The World Health Organisation was established in 1945 to provide leadership on global health matters. According to its Director General Dr Margaret Chan, it is “quietly protecting the health of every person on this planet, every day.”
On 25 October 2013, WHO issued a press release promoting guidelines produced by the Patient-Reported Outcomes Safety Event Reporting (PROSPER) Consortium.
The consortium aimed to “to improve [drug] safety reporting by better incorporating the perspective of the patient” with the aim of the guidance produced “to ensure that the patient ‘voice’ and perspective feed appropriately into collection of safety data.”
WHO’s website proudly describes its Patients for Patient Safety programme (PFPS) which is designed to ensure that the perspective of patients and families shapes the important work of the programme and the global patient safety movement.

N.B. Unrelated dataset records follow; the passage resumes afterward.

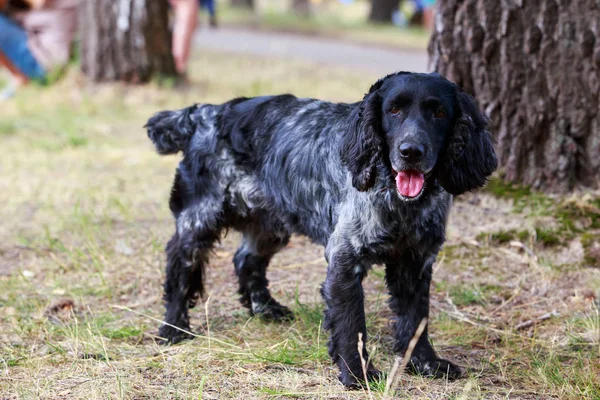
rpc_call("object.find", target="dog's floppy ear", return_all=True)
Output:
[437,89,498,195]
[340,78,385,192]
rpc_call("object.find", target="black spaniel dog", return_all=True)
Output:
[146,72,497,386]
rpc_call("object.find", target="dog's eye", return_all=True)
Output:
[433,107,446,118]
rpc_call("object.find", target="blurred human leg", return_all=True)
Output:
[171,0,198,74]
[0,14,46,99]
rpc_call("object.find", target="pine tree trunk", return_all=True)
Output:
[231,0,254,10]
[80,0,177,83]
[369,0,400,23]
[292,0,310,17]
[429,0,600,192]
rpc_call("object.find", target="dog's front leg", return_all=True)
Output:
[321,249,380,387]
[385,251,461,379]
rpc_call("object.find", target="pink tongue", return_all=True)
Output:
[396,171,425,197]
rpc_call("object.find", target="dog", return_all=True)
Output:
[146,72,498,387]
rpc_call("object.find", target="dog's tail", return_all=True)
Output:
[144,104,199,155]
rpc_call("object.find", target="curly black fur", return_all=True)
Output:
[147,72,497,386]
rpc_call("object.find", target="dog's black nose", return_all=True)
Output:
[400,143,425,162]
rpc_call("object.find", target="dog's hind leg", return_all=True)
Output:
[159,202,222,343]
[233,225,293,321]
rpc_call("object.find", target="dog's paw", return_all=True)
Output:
[338,366,383,390]
[252,299,294,322]
[407,357,462,380]
[158,325,194,345]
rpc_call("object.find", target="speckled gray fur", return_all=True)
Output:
[147,73,497,387]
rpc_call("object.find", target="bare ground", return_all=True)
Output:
[0,52,600,399]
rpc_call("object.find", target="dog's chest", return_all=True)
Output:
[341,192,448,257]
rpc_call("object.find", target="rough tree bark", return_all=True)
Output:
[292,0,311,17]
[369,0,400,23]
[231,0,254,10]
[80,0,177,82]
[429,0,600,192]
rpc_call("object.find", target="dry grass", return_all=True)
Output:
[0,53,600,399]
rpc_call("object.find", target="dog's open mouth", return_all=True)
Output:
[392,169,425,199]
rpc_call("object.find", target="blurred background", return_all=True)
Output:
[0,0,600,399]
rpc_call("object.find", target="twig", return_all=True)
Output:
[204,295,210,354]
[515,310,559,330]
[357,332,373,399]
[110,304,239,349]
[383,318,427,398]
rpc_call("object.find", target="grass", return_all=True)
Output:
[0,52,600,399]
[218,0,430,50]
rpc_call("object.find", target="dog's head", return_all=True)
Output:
[341,72,498,200]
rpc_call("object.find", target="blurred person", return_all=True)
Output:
[199,0,217,28]
[0,0,79,100]
[169,0,198,75]
[410,0,435,31]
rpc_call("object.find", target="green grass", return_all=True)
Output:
[0,52,600,399]
[218,0,430,50]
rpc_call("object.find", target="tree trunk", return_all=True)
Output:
[231,0,254,10]
[80,0,177,83]
[292,0,310,17]
[429,0,600,192]
[369,0,400,23]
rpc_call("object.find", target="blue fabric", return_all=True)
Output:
[0,14,46,79]
[200,0,215,17]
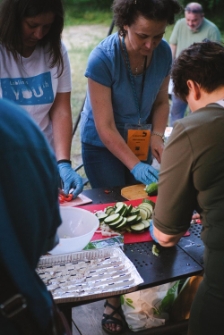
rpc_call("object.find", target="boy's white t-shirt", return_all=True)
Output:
[0,43,71,147]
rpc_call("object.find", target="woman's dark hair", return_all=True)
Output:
[0,0,64,73]
[112,0,183,35]
[171,40,224,101]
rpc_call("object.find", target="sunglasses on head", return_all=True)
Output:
[185,7,202,14]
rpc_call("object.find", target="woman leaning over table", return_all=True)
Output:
[81,0,181,333]
[0,0,83,197]
[81,0,181,188]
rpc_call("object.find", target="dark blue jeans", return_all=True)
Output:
[82,143,151,188]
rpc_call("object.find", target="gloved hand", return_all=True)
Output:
[131,162,159,185]
[58,162,83,199]
[149,220,159,243]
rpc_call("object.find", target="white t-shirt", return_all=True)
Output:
[0,43,71,147]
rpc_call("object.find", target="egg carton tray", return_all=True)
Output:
[36,247,143,303]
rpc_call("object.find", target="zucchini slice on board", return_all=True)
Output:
[127,214,138,226]
[130,223,145,233]
[104,213,120,224]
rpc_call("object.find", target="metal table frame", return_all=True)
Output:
[58,187,204,334]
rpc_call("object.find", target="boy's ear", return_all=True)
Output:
[187,79,201,101]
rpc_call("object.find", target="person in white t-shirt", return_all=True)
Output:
[0,0,83,198]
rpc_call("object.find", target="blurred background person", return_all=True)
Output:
[80,0,181,188]
[0,99,61,335]
[0,0,83,198]
[169,2,221,127]
[153,42,224,335]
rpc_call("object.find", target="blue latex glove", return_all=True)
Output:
[131,162,159,185]
[149,220,159,243]
[58,162,83,199]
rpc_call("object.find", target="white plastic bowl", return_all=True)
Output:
[50,206,99,255]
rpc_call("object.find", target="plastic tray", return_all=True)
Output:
[37,247,143,303]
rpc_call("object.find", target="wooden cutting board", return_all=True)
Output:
[121,184,148,200]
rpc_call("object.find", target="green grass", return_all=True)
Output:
[63,11,224,186]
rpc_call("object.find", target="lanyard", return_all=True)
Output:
[122,36,147,125]
[216,99,224,107]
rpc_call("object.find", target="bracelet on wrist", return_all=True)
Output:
[152,131,165,142]
[57,159,72,164]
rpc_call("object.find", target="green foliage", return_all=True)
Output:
[64,0,112,26]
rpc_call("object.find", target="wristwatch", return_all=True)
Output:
[152,131,165,142]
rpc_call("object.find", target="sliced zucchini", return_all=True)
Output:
[142,199,156,209]
[121,205,128,216]
[104,206,115,215]
[116,218,127,230]
[97,213,108,222]
[104,213,120,224]
[131,207,140,215]
[115,202,126,214]
[136,214,142,223]
[139,208,150,220]
[127,204,133,216]
[108,216,123,229]
[127,214,138,225]
[130,223,145,233]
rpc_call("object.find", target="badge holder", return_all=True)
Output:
[125,123,152,161]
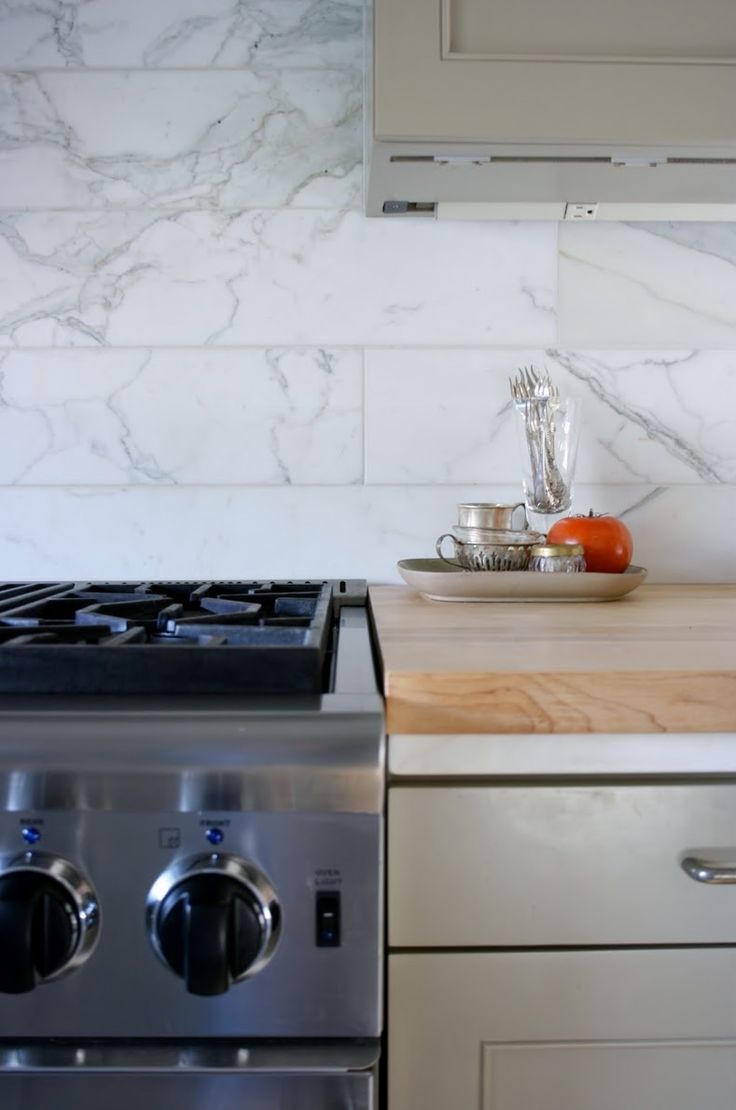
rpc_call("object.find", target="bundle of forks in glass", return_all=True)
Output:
[508,366,571,513]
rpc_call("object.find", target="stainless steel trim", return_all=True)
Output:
[145,851,281,982]
[0,1039,381,1070]
[0,1041,379,1110]
[0,851,100,982]
[0,693,384,814]
[680,856,736,886]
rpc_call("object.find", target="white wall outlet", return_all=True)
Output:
[565,202,598,220]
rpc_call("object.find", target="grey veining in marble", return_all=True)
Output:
[0,67,362,210]
[0,350,363,485]
[366,349,736,485]
[0,0,362,68]
[0,209,556,346]
[0,484,736,590]
[558,223,736,349]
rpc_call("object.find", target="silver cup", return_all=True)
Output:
[457,501,527,532]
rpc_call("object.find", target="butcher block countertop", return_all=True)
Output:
[370,585,736,734]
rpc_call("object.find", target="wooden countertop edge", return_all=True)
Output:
[385,670,736,734]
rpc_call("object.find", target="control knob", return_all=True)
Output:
[0,851,100,995]
[148,854,281,995]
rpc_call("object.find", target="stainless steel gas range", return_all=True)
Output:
[0,582,384,1110]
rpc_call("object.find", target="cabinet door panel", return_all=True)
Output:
[374,0,736,150]
[387,949,736,1110]
[389,784,736,948]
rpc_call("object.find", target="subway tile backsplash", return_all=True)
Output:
[0,0,736,582]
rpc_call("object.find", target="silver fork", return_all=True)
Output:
[508,366,569,513]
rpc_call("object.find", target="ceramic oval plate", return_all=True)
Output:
[396,558,646,602]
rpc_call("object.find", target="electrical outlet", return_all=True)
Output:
[565,202,598,220]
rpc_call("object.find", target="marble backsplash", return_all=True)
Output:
[0,0,736,582]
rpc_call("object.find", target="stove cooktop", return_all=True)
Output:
[0,579,365,695]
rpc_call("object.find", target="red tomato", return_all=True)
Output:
[547,512,634,574]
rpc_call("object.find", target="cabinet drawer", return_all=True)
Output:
[387,948,736,1110]
[389,784,736,948]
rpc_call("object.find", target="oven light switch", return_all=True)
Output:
[316,890,340,948]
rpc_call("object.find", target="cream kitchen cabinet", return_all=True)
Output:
[372,587,736,1110]
[387,781,736,1110]
[389,948,736,1110]
[373,0,736,148]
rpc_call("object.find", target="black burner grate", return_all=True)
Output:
[0,581,354,695]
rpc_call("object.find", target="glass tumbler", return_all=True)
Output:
[515,397,581,516]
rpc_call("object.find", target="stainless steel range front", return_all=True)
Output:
[0,582,384,1110]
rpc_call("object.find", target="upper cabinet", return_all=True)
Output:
[374,0,736,145]
[366,0,736,220]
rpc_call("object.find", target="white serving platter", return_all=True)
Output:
[396,558,646,602]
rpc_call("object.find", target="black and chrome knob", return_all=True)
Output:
[0,851,100,995]
[147,854,281,995]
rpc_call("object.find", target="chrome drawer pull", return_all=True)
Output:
[680,856,736,884]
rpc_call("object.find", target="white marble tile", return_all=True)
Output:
[0,68,362,209]
[558,223,736,349]
[365,349,736,485]
[0,210,556,346]
[0,0,362,67]
[0,485,736,583]
[0,349,363,485]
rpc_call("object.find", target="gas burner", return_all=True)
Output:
[0,581,354,695]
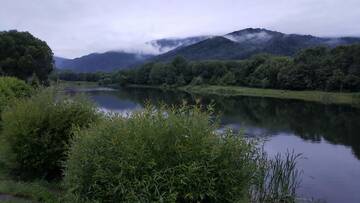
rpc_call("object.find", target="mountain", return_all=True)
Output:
[146,36,211,53]
[153,28,360,61]
[54,51,153,72]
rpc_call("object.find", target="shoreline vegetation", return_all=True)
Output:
[127,85,360,106]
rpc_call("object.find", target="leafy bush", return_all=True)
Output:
[0,77,32,113]
[1,90,98,179]
[65,107,256,202]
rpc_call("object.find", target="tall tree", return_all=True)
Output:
[0,30,53,83]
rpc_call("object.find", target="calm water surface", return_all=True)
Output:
[68,88,360,203]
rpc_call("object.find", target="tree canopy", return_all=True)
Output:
[113,44,360,92]
[0,30,53,83]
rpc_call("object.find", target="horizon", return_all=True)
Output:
[0,0,360,58]
[54,27,360,60]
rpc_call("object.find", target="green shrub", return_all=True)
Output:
[1,90,98,179]
[64,107,256,202]
[0,77,32,113]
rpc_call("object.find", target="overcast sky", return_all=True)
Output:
[0,0,360,58]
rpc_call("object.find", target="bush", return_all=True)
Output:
[1,90,98,179]
[64,107,256,202]
[0,77,32,113]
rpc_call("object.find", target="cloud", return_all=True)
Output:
[0,0,360,57]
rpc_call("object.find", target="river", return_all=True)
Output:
[67,88,360,203]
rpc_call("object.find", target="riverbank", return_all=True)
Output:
[129,85,360,106]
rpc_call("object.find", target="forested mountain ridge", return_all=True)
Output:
[154,28,360,61]
[54,51,152,72]
[54,28,360,72]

At the policymaking level, consumer participation can be marginalized, with the assumption that consumers are unable to appreciate the complexity of healthcare. Such an approach fails to take into account that many consumers offer the richest resource of information related to patient safety as witnesses to every detail of systems failures from the beginning to end.
Given this statement, and the fact that medication safety is a core element of the PFPS programme, I expected strong patient involvement in the PROSPER Consortium and this expectation appeared likely to be realized by the WHO press release which advised that patients had indeed been represented.
Interested to know what input patients had in a project that is, after all, about incorporating patient perspectives, I scanned the list of Consortium members.
Two from pharmaceutical consulting company, Pope Woodhead and Associates Ltd, two from PatientsLikeMe, a company that sells patient data to pharmaceutical companies, and one each from WHO, AbbVie, the University of Namur, the University of Texas and Duke University.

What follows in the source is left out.